En Italie, la grande vedette politique Salvini, qui a provoqué, début août 2019, la chute du gouvernement de Giuseppe Conte dans lequel il était ministre de l'intérieur, en vue d'organiser des élections anticipées et sa victoire aux urnes, s'est légèrement trompé dans ses calculs. L'accord intervenu entre le mouvement 5 Étoiles et le Parti démocrate (PD) a conduit au gouvernement Conte II, le 4 septembre dernier, sans Matteo Salvini. le pauvre peut continuer, sur les plages italiennes ou dans bars et restos, à se laisser prendre en selfies par n'importe qui de passage où lui se trouve par hasard. Comme le note l'auteur : "Le secret de Salvini réside dans le fait qu'il a réussi à catalyser une attention constante sur lui-même".(page 89). le showman italien se trouve donc pour le moment à l'écart, mais vu sa popularité colossale, il est sûr que la bête cherche à rebondir !

Outre-Manche, le mauvais vaudeville du Brexit a connu récemment une période de faste. Toutes les initiatives de Boris Johnson n'ont mené nulle part et à chaque fois il a été défait par un vote contraire du Parlement. C'était notamment le cas avec la motion du Brexit sans accord et les élections anticipées. Sans compter des abandons qui font mal, comme celui de son propre frère Jo Johnson. Logiquement, l'on pourrait s'attendre à un renvoi immédiat de son conseiller principal Dominic Cummings pour avis erronés, mais Bojo est Bojo et uniquement intéressé par Bojo et qui sait si ce cher collaborateur ne trouvera pas une nouvelle solution magique.

Même sans son Cummings, il n'a pas hésité à se féliciter des avances de ses négociations avec l'UE. Une information formellement contredite par plusieurs sources à Bruxelles. Mais dans cette histoire on n'en est plus à un mensonge près.
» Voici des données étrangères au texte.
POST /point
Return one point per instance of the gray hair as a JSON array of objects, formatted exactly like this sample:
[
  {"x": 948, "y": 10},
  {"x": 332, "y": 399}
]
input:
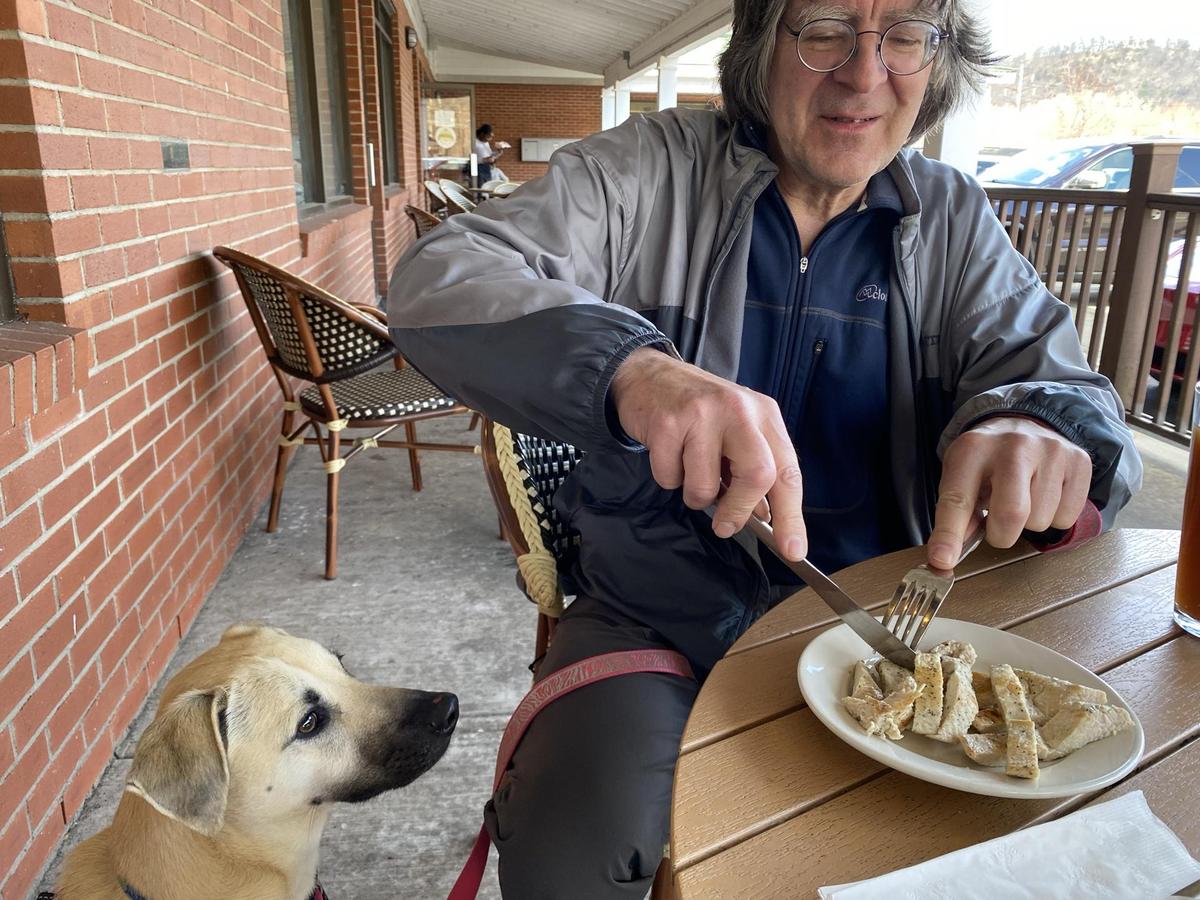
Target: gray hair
[{"x": 960, "y": 67}]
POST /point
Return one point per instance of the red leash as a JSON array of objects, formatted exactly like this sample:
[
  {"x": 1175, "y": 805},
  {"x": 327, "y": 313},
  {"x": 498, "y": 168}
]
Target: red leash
[{"x": 547, "y": 690}]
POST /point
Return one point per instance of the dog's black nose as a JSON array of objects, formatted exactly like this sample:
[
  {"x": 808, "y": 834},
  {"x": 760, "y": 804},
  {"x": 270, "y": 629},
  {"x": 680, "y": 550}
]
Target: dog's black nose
[{"x": 444, "y": 714}]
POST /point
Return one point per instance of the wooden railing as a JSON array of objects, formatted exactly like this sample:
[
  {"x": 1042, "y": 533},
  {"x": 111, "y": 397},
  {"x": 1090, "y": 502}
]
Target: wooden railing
[{"x": 1114, "y": 257}]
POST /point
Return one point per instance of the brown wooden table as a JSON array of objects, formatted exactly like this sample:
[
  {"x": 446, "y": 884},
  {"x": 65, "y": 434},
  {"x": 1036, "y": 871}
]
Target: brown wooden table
[{"x": 769, "y": 803}]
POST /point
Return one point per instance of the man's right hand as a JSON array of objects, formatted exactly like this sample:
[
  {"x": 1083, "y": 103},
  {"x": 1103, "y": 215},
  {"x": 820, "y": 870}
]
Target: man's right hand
[{"x": 693, "y": 424}]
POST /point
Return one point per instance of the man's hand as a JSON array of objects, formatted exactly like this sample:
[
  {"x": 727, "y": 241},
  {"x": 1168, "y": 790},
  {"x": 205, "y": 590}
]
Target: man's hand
[
  {"x": 1023, "y": 472},
  {"x": 693, "y": 423}
]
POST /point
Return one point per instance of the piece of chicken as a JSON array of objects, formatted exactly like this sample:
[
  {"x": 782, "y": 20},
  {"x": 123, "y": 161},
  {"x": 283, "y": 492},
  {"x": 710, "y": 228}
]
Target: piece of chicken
[
  {"x": 1048, "y": 695},
  {"x": 1075, "y": 726},
  {"x": 960, "y": 705},
  {"x": 927, "y": 715}
]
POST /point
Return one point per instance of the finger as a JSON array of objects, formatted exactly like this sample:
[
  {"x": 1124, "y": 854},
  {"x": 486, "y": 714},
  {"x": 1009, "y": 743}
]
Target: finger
[
  {"x": 1045, "y": 492},
  {"x": 751, "y": 474},
  {"x": 958, "y": 496},
  {"x": 1008, "y": 511},
  {"x": 1075, "y": 486},
  {"x": 701, "y": 469},
  {"x": 786, "y": 497},
  {"x": 666, "y": 463}
]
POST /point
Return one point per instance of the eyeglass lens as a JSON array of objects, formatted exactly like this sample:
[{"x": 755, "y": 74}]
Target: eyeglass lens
[{"x": 905, "y": 48}]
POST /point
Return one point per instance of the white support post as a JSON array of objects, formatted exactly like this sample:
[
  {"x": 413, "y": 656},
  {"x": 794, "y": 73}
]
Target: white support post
[
  {"x": 669, "y": 72},
  {"x": 607, "y": 108},
  {"x": 622, "y": 108}
]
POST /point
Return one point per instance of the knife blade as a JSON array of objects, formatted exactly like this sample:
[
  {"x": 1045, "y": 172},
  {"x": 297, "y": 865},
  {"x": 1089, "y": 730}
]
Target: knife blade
[{"x": 861, "y": 622}]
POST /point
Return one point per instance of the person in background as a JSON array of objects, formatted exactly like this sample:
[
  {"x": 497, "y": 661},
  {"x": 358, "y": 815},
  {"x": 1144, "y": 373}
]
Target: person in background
[
  {"x": 486, "y": 153},
  {"x": 780, "y": 295}
]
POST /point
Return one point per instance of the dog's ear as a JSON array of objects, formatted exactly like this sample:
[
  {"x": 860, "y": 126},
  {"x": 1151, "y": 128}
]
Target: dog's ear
[{"x": 181, "y": 766}]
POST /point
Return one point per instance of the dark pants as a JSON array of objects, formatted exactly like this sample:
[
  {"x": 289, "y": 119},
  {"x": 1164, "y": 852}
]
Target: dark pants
[{"x": 583, "y": 811}]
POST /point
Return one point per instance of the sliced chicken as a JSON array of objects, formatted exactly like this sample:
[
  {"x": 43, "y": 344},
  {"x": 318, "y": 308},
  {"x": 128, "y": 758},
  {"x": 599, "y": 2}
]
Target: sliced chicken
[
  {"x": 1021, "y": 749},
  {"x": 960, "y": 706},
  {"x": 958, "y": 649},
  {"x": 863, "y": 684},
  {"x": 927, "y": 715},
  {"x": 1049, "y": 695},
  {"x": 1009, "y": 694},
  {"x": 894, "y": 677},
  {"x": 984, "y": 694},
  {"x": 1075, "y": 726}
]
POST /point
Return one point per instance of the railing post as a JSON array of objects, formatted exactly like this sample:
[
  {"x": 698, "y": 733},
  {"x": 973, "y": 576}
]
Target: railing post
[{"x": 1133, "y": 288}]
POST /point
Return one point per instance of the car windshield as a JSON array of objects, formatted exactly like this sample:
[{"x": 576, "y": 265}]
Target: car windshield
[{"x": 1036, "y": 167}]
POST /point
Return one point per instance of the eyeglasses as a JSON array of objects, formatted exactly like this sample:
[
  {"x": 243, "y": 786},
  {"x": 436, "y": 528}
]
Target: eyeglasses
[{"x": 905, "y": 48}]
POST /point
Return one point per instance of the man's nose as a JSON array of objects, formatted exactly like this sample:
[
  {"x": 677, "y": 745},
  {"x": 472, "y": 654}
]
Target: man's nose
[{"x": 864, "y": 71}]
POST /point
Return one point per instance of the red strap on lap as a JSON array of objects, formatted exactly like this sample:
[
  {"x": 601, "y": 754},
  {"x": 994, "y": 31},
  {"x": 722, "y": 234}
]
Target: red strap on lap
[{"x": 547, "y": 690}]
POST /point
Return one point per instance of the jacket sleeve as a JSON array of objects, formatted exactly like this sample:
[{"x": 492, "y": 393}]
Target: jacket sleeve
[
  {"x": 1014, "y": 351},
  {"x": 503, "y": 307}
]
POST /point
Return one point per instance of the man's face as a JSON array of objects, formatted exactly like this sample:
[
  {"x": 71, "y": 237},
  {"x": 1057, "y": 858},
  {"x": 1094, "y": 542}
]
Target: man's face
[{"x": 832, "y": 131}]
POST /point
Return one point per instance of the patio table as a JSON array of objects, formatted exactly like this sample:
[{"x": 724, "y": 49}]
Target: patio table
[{"x": 769, "y": 803}]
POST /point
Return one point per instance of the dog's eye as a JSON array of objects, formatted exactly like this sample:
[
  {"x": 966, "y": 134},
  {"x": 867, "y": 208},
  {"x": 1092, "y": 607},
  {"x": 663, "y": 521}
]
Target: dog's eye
[{"x": 310, "y": 724}]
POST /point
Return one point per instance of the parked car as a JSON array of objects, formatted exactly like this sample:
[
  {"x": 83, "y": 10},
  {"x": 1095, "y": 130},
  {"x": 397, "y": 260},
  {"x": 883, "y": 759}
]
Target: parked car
[{"x": 1085, "y": 163}]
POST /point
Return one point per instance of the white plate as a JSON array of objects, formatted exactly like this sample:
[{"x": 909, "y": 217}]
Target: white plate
[{"x": 825, "y": 672}]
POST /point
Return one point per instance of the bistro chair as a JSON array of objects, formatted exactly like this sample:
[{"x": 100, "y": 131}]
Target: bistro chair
[
  {"x": 424, "y": 222},
  {"x": 456, "y": 198},
  {"x": 438, "y": 205},
  {"x": 335, "y": 347},
  {"x": 522, "y": 473}
]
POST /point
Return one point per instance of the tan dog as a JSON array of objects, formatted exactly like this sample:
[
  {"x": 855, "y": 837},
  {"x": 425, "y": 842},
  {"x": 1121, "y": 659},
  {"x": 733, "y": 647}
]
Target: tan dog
[{"x": 234, "y": 779}]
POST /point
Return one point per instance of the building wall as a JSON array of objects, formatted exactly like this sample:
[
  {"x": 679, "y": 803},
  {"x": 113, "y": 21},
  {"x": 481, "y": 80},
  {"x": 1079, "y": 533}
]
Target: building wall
[
  {"x": 535, "y": 111},
  {"x": 137, "y": 417}
]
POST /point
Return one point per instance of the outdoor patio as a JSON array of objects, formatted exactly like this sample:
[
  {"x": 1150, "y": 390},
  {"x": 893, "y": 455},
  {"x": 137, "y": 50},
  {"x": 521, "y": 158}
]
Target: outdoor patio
[{"x": 425, "y": 599}]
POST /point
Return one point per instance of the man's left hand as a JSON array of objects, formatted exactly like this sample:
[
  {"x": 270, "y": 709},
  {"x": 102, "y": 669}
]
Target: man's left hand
[{"x": 1024, "y": 473}]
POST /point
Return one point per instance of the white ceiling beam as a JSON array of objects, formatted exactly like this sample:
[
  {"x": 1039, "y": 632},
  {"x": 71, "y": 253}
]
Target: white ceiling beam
[{"x": 705, "y": 21}]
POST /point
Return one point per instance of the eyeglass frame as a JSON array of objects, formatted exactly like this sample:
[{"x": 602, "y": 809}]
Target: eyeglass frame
[{"x": 941, "y": 33}]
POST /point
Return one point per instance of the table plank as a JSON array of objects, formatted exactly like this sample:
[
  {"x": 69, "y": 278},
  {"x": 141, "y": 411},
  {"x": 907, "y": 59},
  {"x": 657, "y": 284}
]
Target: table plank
[
  {"x": 713, "y": 813},
  {"x": 840, "y": 839},
  {"x": 756, "y": 685}
]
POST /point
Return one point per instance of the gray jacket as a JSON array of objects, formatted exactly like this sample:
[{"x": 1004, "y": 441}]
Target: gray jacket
[{"x": 640, "y": 235}]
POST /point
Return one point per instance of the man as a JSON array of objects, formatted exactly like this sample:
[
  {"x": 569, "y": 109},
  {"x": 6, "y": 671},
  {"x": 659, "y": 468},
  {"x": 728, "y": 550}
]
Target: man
[
  {"x": 779, "y": 295},
  {"x": 487, "y": 156}
]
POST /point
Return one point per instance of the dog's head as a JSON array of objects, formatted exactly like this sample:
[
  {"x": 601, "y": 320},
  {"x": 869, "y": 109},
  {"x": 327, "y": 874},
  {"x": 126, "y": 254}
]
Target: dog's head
[{"x": 268, "y": 727}]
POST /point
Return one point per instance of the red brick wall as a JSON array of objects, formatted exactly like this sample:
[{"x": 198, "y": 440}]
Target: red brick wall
[
  {"x": 535, "y": 111},
  {"x": 137, "y": 415}
]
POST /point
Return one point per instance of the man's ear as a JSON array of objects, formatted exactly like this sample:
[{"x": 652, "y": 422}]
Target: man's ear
[{"x": 180, "y": 766}]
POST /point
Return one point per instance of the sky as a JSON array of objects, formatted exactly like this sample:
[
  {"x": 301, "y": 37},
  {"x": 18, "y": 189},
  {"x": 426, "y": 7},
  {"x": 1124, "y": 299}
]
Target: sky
[{"x": 1021, "y": 25}]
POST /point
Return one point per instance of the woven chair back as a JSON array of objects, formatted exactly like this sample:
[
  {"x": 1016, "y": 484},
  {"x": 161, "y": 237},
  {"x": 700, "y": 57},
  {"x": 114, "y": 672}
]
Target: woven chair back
[
  {"x": 306, "y": 331},
  {"x": 424, "y": 222},
  {"x": 545, "y": 466},
  {"x": 437, "y": 198},
  {"x": 456, "y": 198}
]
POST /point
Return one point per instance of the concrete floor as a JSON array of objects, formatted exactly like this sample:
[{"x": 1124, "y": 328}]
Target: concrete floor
[{"x": 425, "y": 599}]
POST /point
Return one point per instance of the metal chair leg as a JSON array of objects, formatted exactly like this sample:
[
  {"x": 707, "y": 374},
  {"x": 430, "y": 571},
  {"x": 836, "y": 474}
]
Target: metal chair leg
[
  {"x": 331, "y": 481},
  {"x": 414, "y": 462}
]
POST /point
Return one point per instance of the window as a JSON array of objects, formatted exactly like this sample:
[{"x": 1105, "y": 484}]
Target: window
[
  {"x": 7, "y": 294},
  {"x": 1187, "y": 175},
  {"x": 316, "y": 71},
  {"x": 385, "y": 66}
]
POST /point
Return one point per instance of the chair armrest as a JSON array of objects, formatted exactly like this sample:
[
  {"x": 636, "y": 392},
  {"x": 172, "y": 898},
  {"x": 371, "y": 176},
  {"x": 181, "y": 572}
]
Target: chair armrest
[{"x": 373, "y": 311}]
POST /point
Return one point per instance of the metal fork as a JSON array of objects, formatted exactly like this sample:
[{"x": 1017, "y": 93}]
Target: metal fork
[{"x": 923, "y": 591}]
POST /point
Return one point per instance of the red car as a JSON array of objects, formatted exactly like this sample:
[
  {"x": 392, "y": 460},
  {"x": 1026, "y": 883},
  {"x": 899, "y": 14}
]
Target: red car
[{"x": 1170, "y": 283}]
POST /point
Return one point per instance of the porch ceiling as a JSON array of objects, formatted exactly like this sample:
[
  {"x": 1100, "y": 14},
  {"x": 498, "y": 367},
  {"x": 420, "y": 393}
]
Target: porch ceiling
[{"x": 581, "y": 35}]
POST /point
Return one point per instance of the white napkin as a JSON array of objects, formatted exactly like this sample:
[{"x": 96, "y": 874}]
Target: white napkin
[{"x": 1114, "y": 850}]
J'ai toujours eu beaucoup d'estime et de sympathie pour l'Angleterre, où le premier parlement de l'histoire a vu le jour. Actuellement pourtant, avec la farce absurde du Brexit, les shows futiles du Premier ministre, son conseiller sans foi ni loi, les dissonances de Nigel Farage et Milo Yiannopoulos, mon enthousiasme pour "Dear Old England" a pris un sérieux coup.

Le gouverneur de la province où j'habite, la Flandre-Occidentale, a indiqué les graves perturbations du trafic sur le réseau autoroutier avec la France qu'il faut craindre en cas d'un retrait britannique sans accord, le 31 octobre prochain. Entretemps, les autorités sur le continent cherchent à recruter des dizaines de douaniers et s'attendent à une multiplication d'encombres pour la circulation des voitures et de délais considérables pour l'acheminement des marchandises.

J'ai été favorablement impressionné par l'analyse implacable de Giuliano da Empoli des maux de notre temps et de l'impact colossal de ses "ingénieurs" qui sur la base d'algorithmes et à travers les réseaux sociaux jouent un tel rôle politique important, pour ne pas dire hélas déterminant.

À ce propos, je me suis souvenu d'une citation du regretté Philip Kerr que j'ai posté il y a 2 ans sur Babelio et extrait de son roman "La feinte de l'attaquant", disant : "Je ne suis pas trop fan des réseaux sociaux. Selon moi, nous nous porterions tous beaucoup mieux si chaque tweet était tarifé cinq pennys, ou si nous devions coller dessus un timbre-poste avant de l'envoyer. " (page 12).